Outstandingly, there has never been any published analysis which reveals the authorities’ comprehension of the factors contributory to what are loosely called ‘accidents’. The very fact that the number of deaths keeps increasing should impel those who pretend to manage road traffic to examine their ineffectiveness in doing so.
Surely by now it should have occurred to them that if they are incapable of thinking through some basic solutions, then there are places where they can go and learn of relevant remedial action already taken – like Trinidad and Tobago, and Jamaica, for example.
In the meantime they should seriously reflect on how their own virtual negligence and that of such institutions as the GRA, contrive to actively contribute to the carnage which (euphemistic) ‘accidents’ wreak.
Between these two institutions – the GRA and the Traffic Department – the sale of licences to ‘one-handed’ drivers has gone unabated. The latter, too great a proportion of whom are public transporters, ie, taxis, minibuses, trucks, containers and other articulated vehicles, are subject to no training, nor exposure to the traffic regulations. For example, everyone, including the regulators, are unaware of the basic observation of the right-of-way. The latter has become a matter of discretion, and at times of dangerous indiscretion.
All these road users are unreasonably subject to the same speed limits. Just look at a sugar truck of twelve tons competing with a taxi – I nearly said to beat a red light.
But there are hardly enough traffic lights. We insist in not subscribing to international standards and continue to paint ineffectual ‘stop’ signs on muddy, dusty, pot-holed roads, which are invisible at poorly lit junctions at night. None of the platitudinists seem to appreciate the danger that such an inanity poses to strangers to the city, and to tourists of whom they expect many come next May, 2016.
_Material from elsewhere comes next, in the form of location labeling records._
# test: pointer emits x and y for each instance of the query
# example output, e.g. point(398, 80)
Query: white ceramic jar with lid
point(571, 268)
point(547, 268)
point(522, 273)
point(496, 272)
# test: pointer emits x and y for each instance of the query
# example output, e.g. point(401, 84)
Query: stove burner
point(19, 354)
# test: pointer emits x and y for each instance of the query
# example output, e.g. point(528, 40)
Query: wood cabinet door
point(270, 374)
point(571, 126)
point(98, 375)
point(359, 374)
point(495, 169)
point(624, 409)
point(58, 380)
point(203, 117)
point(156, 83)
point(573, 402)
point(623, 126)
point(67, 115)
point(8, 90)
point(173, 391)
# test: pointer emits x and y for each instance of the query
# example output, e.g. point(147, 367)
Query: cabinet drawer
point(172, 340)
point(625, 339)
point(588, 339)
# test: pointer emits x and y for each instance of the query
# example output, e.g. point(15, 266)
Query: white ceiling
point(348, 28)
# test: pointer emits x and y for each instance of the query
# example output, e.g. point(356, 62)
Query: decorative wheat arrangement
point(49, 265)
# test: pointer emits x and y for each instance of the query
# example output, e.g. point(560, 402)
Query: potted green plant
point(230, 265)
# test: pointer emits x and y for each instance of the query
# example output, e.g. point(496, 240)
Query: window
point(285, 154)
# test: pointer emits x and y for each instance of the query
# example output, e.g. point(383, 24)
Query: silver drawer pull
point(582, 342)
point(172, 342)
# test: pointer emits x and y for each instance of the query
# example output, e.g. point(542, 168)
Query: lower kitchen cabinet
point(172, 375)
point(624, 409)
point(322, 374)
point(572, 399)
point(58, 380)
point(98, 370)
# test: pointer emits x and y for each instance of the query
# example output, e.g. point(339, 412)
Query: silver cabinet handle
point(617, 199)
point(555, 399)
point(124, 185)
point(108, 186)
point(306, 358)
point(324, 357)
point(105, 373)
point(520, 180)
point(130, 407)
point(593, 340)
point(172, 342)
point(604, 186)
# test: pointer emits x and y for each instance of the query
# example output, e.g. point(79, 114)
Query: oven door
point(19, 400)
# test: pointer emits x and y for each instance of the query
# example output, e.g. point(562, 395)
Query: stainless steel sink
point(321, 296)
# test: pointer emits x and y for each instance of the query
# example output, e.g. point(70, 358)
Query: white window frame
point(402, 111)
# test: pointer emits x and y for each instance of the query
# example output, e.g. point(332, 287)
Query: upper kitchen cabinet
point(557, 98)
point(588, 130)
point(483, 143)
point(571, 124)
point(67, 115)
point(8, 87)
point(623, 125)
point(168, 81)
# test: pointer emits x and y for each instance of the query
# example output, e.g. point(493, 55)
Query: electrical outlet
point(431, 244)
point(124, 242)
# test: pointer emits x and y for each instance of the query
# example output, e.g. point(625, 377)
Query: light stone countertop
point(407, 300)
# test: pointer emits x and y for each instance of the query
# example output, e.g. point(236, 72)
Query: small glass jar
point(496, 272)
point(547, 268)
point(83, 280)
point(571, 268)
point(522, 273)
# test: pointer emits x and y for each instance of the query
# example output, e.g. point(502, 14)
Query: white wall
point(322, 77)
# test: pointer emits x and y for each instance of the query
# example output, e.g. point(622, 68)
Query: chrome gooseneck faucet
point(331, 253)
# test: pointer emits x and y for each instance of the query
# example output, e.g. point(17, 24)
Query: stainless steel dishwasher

Then poor lighting is compounded by the of lack pedestrian sidewalks. You just have to motor through Ganges Street, Sophia, along which GPL operates, to wonder at the total indifference to street lighting there, that threatens the lives of anonymous late home-going workers and families. Their deaths become ‘accident’ figures. Meanwhile, it took the killing of one noble lady in an auto-crash in Kitty for humped one-way streets to be established. A grand posthumous initiative!
Nor can the Traffic Chief’s imperviousness to the written pleas for establishing the same precautious humps at the main exit from Sophia, be understood. He only needs to monitor the traffic at the peak morning school hour to appreciate the potential danger of what will be callously termed an ‘accident’.
What is perhaps most palpable is the scenario in which one group is talking at, and not with critical stakeholders – insurers, doctors, lawyers, and most importantly, not only the families of the deceased, but also the forgotten maimed whose lives and livelihoods have been so substantially disfigured. They certainly do not sympathise with the view that such a dislocation was an ‘accident’. They, and we, have waited too long for a redeeming strategy to curb this preventable curse.